His father exhaled slowly. “Perhaps.”
He looked up, seeing a look on Seitaro’s face that he recognized easily, even in the sparse moonlight. Resolve. And acceptance.
“You think I should go. To Amaterasu,” Nino said.
“I became a Water Finder, the same as my mother, the same as my grandfather and great-grandfather. Other paths were before me, and yet I chose this one. My calling was to help, to be of use. Water Finding is not your calling, Kazunari. You were meant for bigger things.”
“I might be the same as Prince Jun,” Nino pointed out. “I might not be able to do anything. Then the curse only ends if Prince Jun or I die childless. Or I might have the powers you speak of, the power to break the curse. And when I break it, the God of the Waters retaliates. He wipes the Sun Kingdom out in seconds, and we all die. So either I’m completely useless or entirely too useful.”
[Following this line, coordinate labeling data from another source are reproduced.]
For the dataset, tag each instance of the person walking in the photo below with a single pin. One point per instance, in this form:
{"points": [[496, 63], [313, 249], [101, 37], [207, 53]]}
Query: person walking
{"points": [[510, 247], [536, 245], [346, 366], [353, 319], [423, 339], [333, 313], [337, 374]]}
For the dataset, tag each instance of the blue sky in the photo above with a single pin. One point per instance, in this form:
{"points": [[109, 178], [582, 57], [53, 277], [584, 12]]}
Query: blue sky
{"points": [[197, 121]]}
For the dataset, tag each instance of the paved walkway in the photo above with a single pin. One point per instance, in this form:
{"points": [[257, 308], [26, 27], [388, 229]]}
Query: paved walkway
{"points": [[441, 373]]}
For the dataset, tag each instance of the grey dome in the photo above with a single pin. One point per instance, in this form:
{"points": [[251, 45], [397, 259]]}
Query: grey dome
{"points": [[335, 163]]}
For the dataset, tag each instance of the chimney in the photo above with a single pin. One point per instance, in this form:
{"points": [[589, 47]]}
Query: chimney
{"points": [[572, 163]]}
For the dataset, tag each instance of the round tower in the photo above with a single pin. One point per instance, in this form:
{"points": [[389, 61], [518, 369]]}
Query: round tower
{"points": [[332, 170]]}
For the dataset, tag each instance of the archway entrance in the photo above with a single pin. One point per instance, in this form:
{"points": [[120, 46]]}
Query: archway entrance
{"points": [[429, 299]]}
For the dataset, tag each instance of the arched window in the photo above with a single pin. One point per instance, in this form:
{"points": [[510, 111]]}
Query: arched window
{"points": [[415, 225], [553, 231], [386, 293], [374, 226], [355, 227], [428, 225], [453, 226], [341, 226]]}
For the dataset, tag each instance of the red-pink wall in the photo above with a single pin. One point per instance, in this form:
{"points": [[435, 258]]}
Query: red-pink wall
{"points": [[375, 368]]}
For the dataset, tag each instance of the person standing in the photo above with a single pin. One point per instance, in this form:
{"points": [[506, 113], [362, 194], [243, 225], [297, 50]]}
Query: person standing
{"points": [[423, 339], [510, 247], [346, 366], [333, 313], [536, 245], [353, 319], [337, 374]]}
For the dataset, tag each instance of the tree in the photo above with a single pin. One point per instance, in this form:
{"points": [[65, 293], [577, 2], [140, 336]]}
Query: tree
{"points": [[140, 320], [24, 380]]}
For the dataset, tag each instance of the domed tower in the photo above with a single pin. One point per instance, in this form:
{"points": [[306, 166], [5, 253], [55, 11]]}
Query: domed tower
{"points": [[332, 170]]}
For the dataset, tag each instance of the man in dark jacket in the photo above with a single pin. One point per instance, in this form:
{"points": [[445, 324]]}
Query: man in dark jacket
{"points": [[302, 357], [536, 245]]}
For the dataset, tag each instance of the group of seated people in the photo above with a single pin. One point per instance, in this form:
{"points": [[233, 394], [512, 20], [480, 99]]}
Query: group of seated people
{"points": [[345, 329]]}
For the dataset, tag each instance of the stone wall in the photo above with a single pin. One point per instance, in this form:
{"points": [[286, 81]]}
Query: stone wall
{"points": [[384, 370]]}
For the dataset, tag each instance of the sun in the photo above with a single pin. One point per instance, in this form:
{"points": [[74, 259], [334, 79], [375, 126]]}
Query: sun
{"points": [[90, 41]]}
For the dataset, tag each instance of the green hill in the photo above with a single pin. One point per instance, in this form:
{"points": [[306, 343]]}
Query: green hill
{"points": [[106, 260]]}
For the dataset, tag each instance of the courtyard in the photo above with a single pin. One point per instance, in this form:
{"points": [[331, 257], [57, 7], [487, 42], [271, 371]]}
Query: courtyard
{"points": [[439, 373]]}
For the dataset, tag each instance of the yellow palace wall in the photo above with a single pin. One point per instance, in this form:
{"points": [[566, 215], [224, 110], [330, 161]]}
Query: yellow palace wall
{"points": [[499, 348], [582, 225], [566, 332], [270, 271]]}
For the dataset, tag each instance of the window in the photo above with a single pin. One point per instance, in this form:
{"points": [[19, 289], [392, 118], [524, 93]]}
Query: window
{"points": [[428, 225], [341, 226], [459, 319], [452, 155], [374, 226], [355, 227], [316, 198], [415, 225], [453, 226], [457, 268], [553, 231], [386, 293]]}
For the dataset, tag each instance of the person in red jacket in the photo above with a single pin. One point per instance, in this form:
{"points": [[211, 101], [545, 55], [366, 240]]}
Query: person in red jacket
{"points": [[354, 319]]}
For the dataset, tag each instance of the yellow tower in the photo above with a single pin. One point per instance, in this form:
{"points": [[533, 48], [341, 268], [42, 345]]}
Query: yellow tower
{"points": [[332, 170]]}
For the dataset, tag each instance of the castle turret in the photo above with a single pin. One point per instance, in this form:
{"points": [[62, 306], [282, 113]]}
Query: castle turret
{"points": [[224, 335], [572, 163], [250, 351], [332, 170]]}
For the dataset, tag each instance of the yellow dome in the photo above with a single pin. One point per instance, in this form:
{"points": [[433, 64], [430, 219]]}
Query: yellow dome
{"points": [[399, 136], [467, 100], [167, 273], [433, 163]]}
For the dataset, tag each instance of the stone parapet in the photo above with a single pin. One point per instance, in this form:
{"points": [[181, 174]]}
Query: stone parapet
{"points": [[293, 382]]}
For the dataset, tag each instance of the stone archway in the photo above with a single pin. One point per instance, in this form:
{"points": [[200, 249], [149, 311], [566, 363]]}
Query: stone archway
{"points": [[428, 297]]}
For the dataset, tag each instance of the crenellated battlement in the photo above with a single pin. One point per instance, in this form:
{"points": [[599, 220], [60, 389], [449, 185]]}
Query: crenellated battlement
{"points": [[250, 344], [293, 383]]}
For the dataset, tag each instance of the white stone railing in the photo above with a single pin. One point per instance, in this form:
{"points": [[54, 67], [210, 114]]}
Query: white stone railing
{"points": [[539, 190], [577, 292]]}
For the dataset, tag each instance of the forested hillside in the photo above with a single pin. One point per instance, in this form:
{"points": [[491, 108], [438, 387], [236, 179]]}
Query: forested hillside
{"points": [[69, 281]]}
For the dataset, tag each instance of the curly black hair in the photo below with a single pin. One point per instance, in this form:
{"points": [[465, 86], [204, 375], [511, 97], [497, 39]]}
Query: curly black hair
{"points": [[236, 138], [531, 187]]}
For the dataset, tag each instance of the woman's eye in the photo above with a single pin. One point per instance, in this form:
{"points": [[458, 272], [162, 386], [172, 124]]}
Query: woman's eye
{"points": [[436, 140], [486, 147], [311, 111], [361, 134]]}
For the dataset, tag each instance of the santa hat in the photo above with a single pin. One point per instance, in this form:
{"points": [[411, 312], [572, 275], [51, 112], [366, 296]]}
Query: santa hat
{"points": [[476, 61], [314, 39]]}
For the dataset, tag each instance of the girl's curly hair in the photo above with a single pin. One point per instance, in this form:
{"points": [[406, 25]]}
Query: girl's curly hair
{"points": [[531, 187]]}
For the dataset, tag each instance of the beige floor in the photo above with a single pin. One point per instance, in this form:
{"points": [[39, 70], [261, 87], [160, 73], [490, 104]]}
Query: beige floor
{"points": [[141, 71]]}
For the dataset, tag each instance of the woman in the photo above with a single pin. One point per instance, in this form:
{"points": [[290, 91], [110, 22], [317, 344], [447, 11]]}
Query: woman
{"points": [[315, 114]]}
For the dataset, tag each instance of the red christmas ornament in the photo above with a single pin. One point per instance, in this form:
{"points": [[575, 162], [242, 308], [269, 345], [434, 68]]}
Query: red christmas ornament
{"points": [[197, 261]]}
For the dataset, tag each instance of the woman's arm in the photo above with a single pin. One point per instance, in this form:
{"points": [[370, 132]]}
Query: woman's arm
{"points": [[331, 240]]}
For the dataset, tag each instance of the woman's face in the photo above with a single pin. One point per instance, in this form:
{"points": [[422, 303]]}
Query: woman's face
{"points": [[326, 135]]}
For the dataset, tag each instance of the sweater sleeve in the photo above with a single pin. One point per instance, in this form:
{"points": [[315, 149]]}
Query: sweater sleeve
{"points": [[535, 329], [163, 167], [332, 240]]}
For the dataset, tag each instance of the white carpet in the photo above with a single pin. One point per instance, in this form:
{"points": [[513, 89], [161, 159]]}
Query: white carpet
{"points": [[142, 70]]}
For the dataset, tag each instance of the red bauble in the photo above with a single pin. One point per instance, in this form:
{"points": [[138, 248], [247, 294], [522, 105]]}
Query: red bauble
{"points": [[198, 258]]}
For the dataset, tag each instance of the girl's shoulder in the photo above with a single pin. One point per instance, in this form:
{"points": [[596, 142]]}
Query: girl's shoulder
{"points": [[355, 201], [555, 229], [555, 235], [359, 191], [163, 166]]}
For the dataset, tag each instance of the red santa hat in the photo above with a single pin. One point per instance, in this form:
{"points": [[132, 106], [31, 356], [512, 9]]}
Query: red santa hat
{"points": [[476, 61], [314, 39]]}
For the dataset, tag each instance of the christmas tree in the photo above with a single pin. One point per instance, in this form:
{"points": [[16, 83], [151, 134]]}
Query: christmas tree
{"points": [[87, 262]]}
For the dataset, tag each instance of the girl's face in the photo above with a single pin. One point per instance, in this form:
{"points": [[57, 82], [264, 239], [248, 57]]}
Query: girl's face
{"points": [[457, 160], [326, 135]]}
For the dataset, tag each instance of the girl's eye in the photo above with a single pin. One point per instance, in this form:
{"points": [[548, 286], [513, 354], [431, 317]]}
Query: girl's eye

He was surprised when Seitaro laughed.
“What’s so funny about our impending doom, whether it comes tomorrow or in centuries?”
He felt his father’s hand on top of his head, ruffling his hair as though Nino was still a boy. “You won’t bring about our doom, Kazunari.”
“You’re a fortune teller now?”
“No, but I know one thing for certain.”
“And that is?”
He shut his eyes, let his father stroke his hair.
“You’re my son. And I know that you will find a way.”